IEEE Trans Image Process. 2021;30:697-711. doi: 10.1109/TIP.2020.3038348. Epub 2020 Dec 4.
This paper presents an iterative training of neural networks for intra prediction in a block-based image and video codec. First, the neural networks are trained on blocks arising from the codec partitioning of images, each paired with its context. Then, iteratively, blocks are collected from the partitioning of images via the codec including the neural networks trained at the previous iteration, each paired with its context, and the neural networks are retrained on the new pairs. Thanks to this training, the neural networks can learn intra prediction functions that both stand out from those already in the initial codec and boost the codec in terms of rate-distortion. Moreover, the iterative process allows the design of training data cleansings essential for the neural network training. When the iteratively trained neural networks are put into H.265 (HM-16.15), -4.2% of mean BD-rate reduction is obtained, i.e. -1.8% above the state-of-the-art. By moving them into H.266 (VTM-5.0), the mean BD-rate reduction reaches -1.9%.

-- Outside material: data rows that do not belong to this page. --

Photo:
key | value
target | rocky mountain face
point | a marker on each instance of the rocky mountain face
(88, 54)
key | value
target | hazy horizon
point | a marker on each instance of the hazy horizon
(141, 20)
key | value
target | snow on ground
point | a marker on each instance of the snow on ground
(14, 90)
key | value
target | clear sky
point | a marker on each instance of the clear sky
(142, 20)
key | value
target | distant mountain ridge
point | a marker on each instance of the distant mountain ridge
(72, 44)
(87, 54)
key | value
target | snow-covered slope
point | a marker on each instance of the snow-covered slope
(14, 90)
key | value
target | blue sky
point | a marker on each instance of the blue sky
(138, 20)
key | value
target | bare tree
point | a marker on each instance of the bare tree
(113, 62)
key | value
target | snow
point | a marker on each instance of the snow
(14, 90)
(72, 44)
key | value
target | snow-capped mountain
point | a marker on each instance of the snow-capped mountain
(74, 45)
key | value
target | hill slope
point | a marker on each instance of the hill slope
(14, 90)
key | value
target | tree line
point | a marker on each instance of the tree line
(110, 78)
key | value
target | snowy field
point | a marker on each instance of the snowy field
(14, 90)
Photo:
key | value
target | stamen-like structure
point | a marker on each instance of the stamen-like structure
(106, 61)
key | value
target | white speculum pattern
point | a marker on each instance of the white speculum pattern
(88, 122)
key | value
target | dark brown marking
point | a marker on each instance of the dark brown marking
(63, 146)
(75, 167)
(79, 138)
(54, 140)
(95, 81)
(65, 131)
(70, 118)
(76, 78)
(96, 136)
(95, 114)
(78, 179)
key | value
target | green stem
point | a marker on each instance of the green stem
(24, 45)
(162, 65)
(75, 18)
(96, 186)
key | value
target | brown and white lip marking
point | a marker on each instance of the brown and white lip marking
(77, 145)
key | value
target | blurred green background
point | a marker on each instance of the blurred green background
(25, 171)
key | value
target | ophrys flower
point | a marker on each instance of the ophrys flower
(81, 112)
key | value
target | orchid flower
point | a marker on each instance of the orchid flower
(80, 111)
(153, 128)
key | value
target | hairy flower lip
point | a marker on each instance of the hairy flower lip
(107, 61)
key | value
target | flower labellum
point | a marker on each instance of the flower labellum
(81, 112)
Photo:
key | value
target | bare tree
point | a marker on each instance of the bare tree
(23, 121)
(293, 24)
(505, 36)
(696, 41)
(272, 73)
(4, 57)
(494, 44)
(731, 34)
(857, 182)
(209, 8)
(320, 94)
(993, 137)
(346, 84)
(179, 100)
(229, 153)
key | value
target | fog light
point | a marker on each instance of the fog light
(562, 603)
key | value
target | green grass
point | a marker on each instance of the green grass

本文提出了一种基于神经网络的迭代训练方法,用于块基图像和视频编解码器中的帧内预测。首先,在图像编解码器的分区中对神经网络进行训练,每个分区都与上下文配对。然后,通过包含在上一次迭代中训练的神经网络的编解码器,迭代地从图像分区中收集块,每个块都与上下文配对,并对新的配对进行神经网络重新训练。通过这种训练,神经网络可以学习到从初始编解码器中脱颖而出的帧内预测函数,并在率失真方面提高编解码器的性能。此外,迭代过程允许设计对神经网络训练至关重要的训练数据清洗。当将迭代训练后的神经网络应用于 H.265(HM-16.15)时,平均 BD 率降低了-4.2%,即比最先进的技术高出 1.8%。将它们应用于 H.266(VTM-5.0)时,平均 BD 率降低达到-1.9%。